First, the company took its lead anodes at the facility and switched them for graphite ones. It replaced the hexavalent chromium bath with more environmentally friendly trivalent chromium. The EPA says the changes have resulted in the reduction of these chemicals by 9,000 lbs per year.
In addition to altering the materials used, Valley Chrome made changes so that it now discharges zero wastewater to the public sewers through recycling, and installed underground plumbing that captures roof run-off from the facility for re-use. This system collects up to 100,000 gal of rain water, which is then used by the facility as part of its cleaning and finishing processes.
Valley Chrome also installed ion exchange waste reduction systems in its manufacturing and plating operations, further reducing pollution associated with trivalent chromium as well as nickel plating.

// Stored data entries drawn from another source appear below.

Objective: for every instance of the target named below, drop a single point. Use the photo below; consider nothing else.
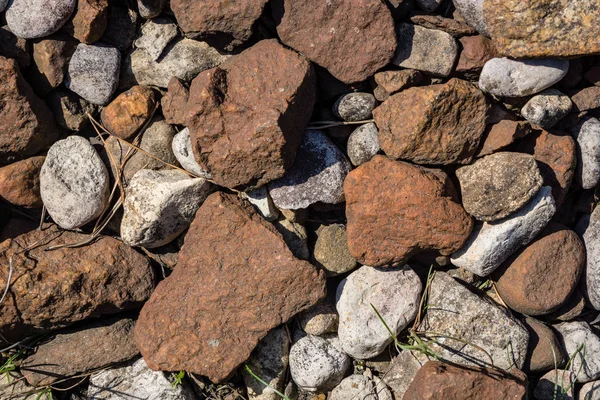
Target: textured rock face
(326, 32)
(395, 210)
(68, 285)
(544, 28)
(437, 124)
(258, 284)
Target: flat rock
(395, 210)
(437, 124)
(230, 308)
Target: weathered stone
(395, 210)
(232, 307)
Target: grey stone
(94, 72)
(74, 183)
(417, 45)
(504, 77)
(394, 292)
(495, 186)
(492, 243)
(454, 311)
(32, 19)
(317, 175)
(160, 205)
(363, 144)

But Lucas and Valley Chrome didn’t need the EPA to tell them they were doing a great—and responsible—job with their business and the environment.
“We get a lot of wows ... a lot of people that are just really amazed that we have an external automotive part and we’ve been successful in running a tri-chrome system,” says James Galvan, Valley Chrome’s plating supervisor.
Lucas, who has been a leader in the plating industry for years, says he embraced the changes.
“We spent about two years researching it and decided to switch to trivalent chrome,” he says. “The trivalent chromium process is more expensive than hexavalent, but some of the labor issues with employees are less.”
Says Galvan, “To make the change out, we actually worked two shifts, basically around the clock. I think we completed it in five days. It was kind of an ‘Extreme Makeover: Plating Edition.’”
Lucas doesn’t need EPA administrators to give him awards to feel good about how he runs his shop, but it sure is nice when they do notice.